“What amazes me about landscape, landscape recalls you into a mindful mode of stillness, solitude, and silence where you can truly receive time.”- John O’Donohue
As I mentioned in my last post the past two months I have been working on a series that were inspired by my plaster books I’ve been making and were also an exploration of the new terrain that I am living in. This fall has been glorious and we have been heading out to different areas to explore and get to know our new home. I have found that every time I have moved, it is only when I start doing work inspired by my surroundings, that it is then that the place starts to feel like home. Something clicks within during the translation of my exterior experiences onto my panels. Gaining an understanding of the land and the environment is important to me.
A New Horizon
encaustic mixed media
6×6 inches
The Maryland landscape does not have the majestic mountains of the west, but it does have a rolling hills and curving roads. This is the landscape of my childhood and so, forever will be my interior landscape. I love the landscape of the pacific northwest with its tall dark fir trees, misty waters, and glorious mountain peaks. And the golden flat prairies of Illinois have a beauty to them as well that I grew to love. But there’s just something about the land that you grow up in that speaks a language that is so familiar and intimate.

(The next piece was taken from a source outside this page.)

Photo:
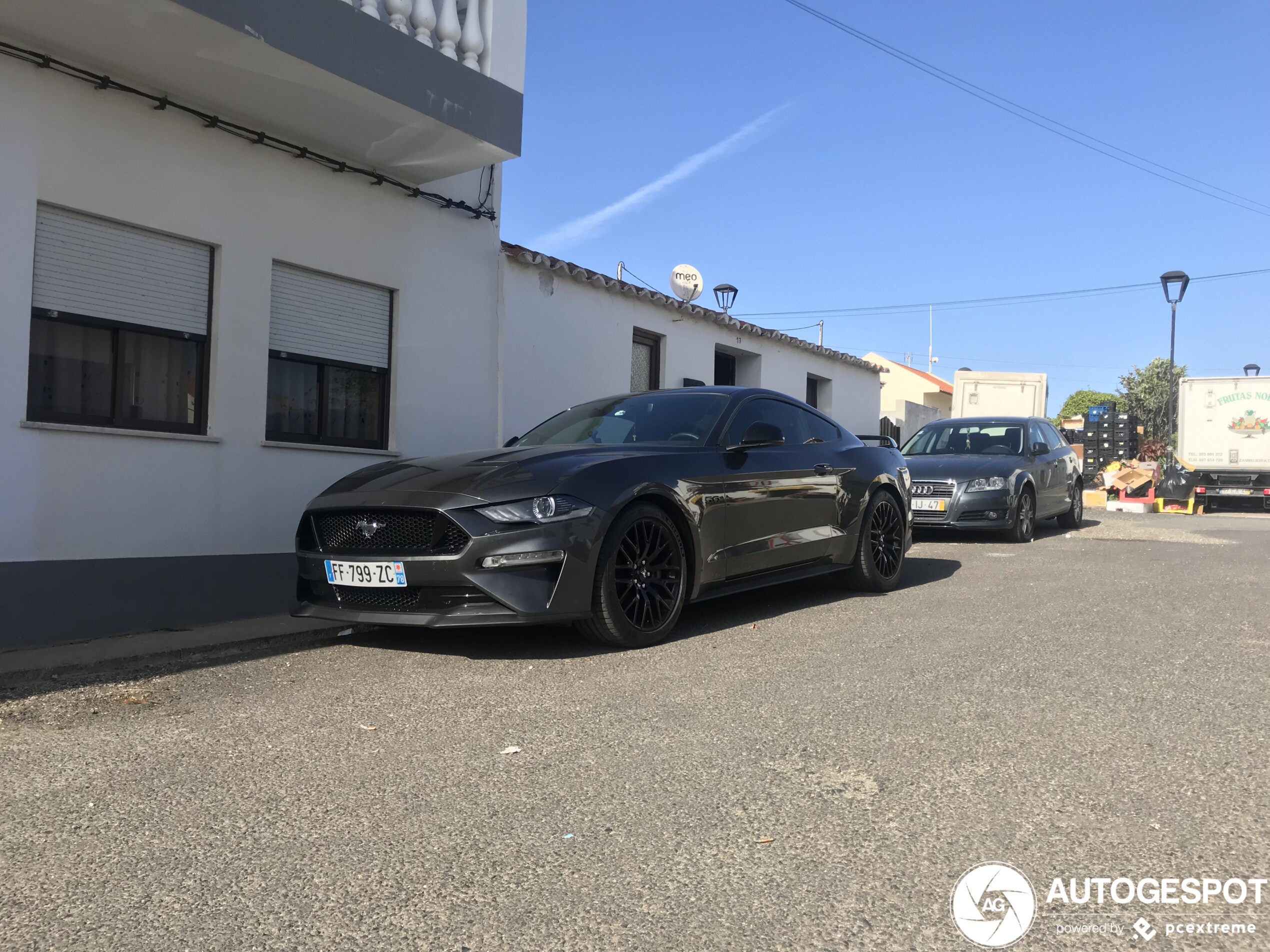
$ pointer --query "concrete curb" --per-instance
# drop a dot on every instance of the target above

When we first got here we visited the Irvine Nature Center that is 20 minutes outside of Baltimore. I was fascinated by a collection of native cones and seed pods. I just love those forms and knew that I would be incorporating them into my artwork at some point.
Hence
encaustic mixed media
6×6 inches
The Kindness of Strangers
encaustic mixed media
6×6 inches
The Kindness of Strangers is a special piece to me for several reasons. Primarily it is because the beautiful rusted cloth was a gift to me by one of the women who attended the Red Thread Retreat last month. I had been talking about how I have been wanting to experiment with rusting and eco-dying and she pulled out this beautiful cloth that she had rusted and told me to take it and use it. It was an honor to be given something made by her to be used in my artwork. So very kind of her. (Thanks MaryJo!)
This piece is also a tribute to the people who stepped in to help us during our flooded home crisis. One of the many lessons I learned was this: The kindness of strangers is powerful, even in the smallest of gestures.